In this Crazy Tour Stories segment, the power pop artist, Blake Morgan, shares one of his stories from being on the road. You can check out the story, after the break.
After 160,000 miles on tour over the past six years, I have many crazy stories, but perhaps my favorite is my first. My very first band gig in fact.
I’d started out on a path to be a concert pianist, but Rock ’n Roll soon took me by the heart and throat, and I never looked back. When I was 13 years old, I saved up all my money from my summer job and bought a Roland Juno 106 (a really cool synthesizer that later, as an adult, I sold for reasons passing understanding). Because I had this keyboard, some kids at my school who were older than me asked if I wanted to join their band. This is, in truth, how many bands actually get their start: someone has a piece of gear the band needs, so they’re in.
I’d already performed dozens of times as a solo pianist, but I was excited when we got our first band gig at CBGB’s, right down the street from where I grew up. Again, I was 13 but I was really small for my age, and I probably looked like I was six. We loaded into the venue, and the club wouldn’t let me in. “This child can’t come in here,” said Hilly, the well-worn and iconic owner of CB’s.

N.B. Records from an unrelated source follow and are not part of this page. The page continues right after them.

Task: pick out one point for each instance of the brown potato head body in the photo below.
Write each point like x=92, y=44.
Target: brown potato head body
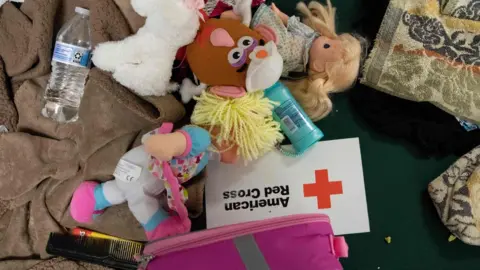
x=228, y=53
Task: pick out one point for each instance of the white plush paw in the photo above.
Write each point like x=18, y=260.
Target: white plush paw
x=105, y=56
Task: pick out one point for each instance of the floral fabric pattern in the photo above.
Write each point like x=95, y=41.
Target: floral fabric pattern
x=463, y=9
x=422, y=55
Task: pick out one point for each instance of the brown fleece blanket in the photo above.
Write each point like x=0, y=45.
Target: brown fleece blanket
x=42, y=162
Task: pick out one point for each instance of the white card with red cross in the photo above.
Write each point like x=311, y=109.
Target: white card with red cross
x=327, y=179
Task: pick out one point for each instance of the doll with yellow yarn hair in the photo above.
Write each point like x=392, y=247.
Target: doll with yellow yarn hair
x=312, y=47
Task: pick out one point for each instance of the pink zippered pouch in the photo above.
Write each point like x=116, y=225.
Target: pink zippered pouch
x=291, y=242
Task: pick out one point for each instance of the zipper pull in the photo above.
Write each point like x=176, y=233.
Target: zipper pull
x=143, y=261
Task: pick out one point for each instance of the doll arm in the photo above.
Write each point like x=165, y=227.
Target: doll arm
x=280, y=14
x=198, y=140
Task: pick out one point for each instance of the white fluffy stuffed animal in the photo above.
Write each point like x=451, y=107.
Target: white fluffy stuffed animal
x=143, y=62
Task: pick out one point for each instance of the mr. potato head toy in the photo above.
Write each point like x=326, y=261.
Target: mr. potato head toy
x=233, y=64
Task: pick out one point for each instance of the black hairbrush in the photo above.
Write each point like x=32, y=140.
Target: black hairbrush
x=118, y=254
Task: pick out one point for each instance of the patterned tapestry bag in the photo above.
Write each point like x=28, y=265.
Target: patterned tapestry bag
x=456, y=196
x=291, y=242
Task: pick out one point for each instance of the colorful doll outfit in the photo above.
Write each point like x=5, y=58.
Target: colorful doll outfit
x=141, y=178
x=294, y=40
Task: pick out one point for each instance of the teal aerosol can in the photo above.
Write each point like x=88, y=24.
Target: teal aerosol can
x=294, y=122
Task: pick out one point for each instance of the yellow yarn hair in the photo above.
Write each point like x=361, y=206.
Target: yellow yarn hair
x=246, y=121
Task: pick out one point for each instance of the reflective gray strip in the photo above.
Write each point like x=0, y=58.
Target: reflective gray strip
x=250, y=253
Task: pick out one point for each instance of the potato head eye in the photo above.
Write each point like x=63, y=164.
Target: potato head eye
x=247, y=43
x=237, y=57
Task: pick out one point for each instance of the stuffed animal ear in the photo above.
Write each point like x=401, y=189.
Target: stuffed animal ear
x=267, y=32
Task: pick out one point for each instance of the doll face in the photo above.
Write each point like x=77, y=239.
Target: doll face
x=325, y=50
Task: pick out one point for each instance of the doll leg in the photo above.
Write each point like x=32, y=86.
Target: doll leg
x=154, y=219
x=91, y=198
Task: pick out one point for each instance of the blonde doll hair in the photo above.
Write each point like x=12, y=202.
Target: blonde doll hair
x=312, y=92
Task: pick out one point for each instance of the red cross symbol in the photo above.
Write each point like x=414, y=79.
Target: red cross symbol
x=322, y=189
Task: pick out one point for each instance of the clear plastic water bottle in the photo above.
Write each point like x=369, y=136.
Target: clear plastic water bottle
x=70, y=66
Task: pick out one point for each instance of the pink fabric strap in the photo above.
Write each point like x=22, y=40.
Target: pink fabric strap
x=189, y=143
x=340, y=247
x=178, y=204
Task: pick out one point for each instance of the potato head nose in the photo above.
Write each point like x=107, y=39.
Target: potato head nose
x=261, y=54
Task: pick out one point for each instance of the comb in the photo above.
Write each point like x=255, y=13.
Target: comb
x=118, y=254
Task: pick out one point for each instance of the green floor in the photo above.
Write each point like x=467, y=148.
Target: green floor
x=396, y=182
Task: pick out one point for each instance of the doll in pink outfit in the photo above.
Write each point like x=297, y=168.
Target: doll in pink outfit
x=159, y=166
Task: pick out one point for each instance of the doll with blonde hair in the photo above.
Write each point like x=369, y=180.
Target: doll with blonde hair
x=327, y=61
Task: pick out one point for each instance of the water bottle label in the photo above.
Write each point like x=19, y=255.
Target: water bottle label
x=290, y=116
x=71, y=55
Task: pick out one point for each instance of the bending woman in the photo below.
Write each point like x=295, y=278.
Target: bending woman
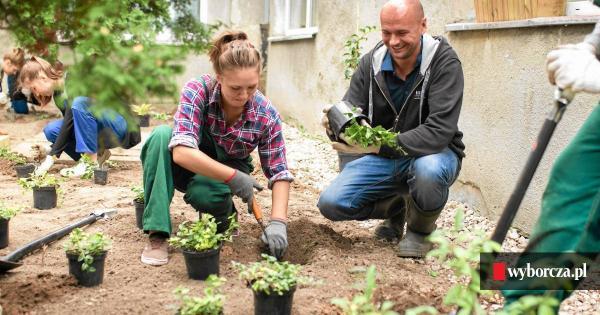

So, what to do? Well, here’s what we did: we smuggled me into the club inside our drummer’s bass drum case (we took the drum out first, thank goodness). I climbed in, we strapped the case up, and they carried me inside. My bandmates set up my keyboard for me, and just as the show started, I jumped out, got up on stage, and played the show. Hilly didn’t bother stopping us at that point, it was too late.
An auspicious beginning to my Rock ’n Roll career, and one I’m proud of because that kid who climbed into that case was so determined to do the show. He’d be in awe of who I am and what I’m doing now if, for no other reason than when I arrive at whatever venue I’m performing at now, I actually walk through the door on my own two feet. Progress.